Kurdish political prisoner, Mohiyedin Ebrahimi was a Kolbar who was executed in Iran on March 17 2023 on security charges. He was arrested in 2017 after being caught carrying alcohol through the border.

"I support twelve people in my family in Oshnavieh and have been working as a kolbar (human mules who carry goods across border) for several years,” he wrote in a letter published on Iran Human Rights website.
“On 17 November 2017, I was crossing the border from the Kurdistan region in Iraq with two horses and four carts in the dark of the night. Several other people were walking a few hundred meters ahead of me when border forces started shooting at them and they started running. The border forces shot at me as well and hit me on the leg, causing great injury. Two horses and four cartons of alcoholic beer were discovered and confiscated from me and I had to be transferred to the hospital,” he wrote in the letter.
He was officially sentenced to death on charges of baghy (armed rebellion) through membership of the Kurdistan Democratic Party of Iran.
Amiry-Moghaddam of Iran human rights cited another similar case.
On June 9, 2024, Edris Ali, also a Kurdish Kolbar was sentenced to death on “trumped up” charges of “espionage for Israel” said Amiry-Moghaddam based on confessions “extracted under torture.”
He said “his only crime was to smuggle alcoholic drinks as a Kolbar.”
For 10 dollars
Amiry-Moghaddam said Tehran is also targeting people carrying goods from Baluchistan, and that the targeting of ethnic minorities like Kurds and Baloch is a means of controlling and persecuting them.

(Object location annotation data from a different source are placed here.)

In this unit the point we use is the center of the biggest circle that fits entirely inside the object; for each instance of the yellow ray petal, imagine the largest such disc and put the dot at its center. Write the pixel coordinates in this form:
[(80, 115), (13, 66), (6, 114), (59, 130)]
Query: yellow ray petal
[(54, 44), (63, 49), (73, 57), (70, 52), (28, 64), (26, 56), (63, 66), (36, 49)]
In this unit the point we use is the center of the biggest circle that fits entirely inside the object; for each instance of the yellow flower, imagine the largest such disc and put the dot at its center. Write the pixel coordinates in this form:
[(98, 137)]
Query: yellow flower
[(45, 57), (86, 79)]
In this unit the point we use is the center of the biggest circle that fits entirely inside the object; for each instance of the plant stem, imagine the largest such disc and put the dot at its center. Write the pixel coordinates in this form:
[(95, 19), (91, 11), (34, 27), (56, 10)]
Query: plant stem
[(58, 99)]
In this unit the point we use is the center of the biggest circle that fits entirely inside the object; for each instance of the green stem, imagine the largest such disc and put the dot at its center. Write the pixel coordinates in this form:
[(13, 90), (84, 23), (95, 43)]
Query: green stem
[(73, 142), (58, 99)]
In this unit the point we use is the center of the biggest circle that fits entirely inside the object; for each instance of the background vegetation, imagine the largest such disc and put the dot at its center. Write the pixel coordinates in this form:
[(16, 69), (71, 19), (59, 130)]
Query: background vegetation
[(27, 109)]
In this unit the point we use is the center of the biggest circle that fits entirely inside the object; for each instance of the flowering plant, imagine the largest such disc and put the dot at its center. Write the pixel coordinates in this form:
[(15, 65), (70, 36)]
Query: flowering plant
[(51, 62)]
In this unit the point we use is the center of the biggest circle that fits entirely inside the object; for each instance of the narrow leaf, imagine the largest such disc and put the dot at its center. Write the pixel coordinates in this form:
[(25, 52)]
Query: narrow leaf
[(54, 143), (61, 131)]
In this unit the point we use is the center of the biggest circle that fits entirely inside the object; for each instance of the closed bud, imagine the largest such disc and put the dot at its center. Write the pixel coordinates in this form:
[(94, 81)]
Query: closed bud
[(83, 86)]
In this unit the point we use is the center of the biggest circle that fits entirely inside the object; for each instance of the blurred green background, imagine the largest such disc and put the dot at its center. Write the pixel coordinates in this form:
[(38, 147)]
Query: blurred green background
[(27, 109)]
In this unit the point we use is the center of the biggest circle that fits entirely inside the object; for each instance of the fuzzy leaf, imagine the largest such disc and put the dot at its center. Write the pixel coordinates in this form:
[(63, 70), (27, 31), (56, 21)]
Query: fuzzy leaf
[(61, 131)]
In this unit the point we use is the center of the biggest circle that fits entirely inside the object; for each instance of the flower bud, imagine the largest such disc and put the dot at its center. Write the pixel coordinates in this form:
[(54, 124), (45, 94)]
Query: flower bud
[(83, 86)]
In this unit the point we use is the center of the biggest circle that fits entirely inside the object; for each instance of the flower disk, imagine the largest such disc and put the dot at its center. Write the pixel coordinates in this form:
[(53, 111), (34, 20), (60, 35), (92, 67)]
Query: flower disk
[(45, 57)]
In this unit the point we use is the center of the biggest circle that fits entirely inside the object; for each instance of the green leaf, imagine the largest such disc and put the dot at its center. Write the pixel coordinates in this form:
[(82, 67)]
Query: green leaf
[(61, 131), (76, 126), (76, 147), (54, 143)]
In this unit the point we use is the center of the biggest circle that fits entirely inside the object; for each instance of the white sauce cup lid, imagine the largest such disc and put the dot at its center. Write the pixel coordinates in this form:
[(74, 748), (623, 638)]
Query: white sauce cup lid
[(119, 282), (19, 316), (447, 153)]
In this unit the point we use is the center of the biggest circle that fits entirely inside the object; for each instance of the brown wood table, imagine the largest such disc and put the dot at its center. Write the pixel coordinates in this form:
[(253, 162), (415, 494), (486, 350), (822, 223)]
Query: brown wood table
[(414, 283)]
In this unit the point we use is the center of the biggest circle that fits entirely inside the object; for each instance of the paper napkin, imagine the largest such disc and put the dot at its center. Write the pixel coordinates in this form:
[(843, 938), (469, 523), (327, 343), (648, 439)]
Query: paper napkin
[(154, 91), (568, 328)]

“It’s indicative of a regime that doesn't value human lives and wants to create fear,” he said.
Aliassi of KMMK-G said in addition to gender and religious apartheid, Iran is also committing ethnic apartheid.
Aliassi said between 84 to 160 thousand people do work as a Kolbar on a daily basis, citing Iranian data.
"10 dollars" is what Kurdish border couriers get for transporting a heavy load through snow and cold weather, with the possibility of getting killed, injured or jailed, said Aliassi.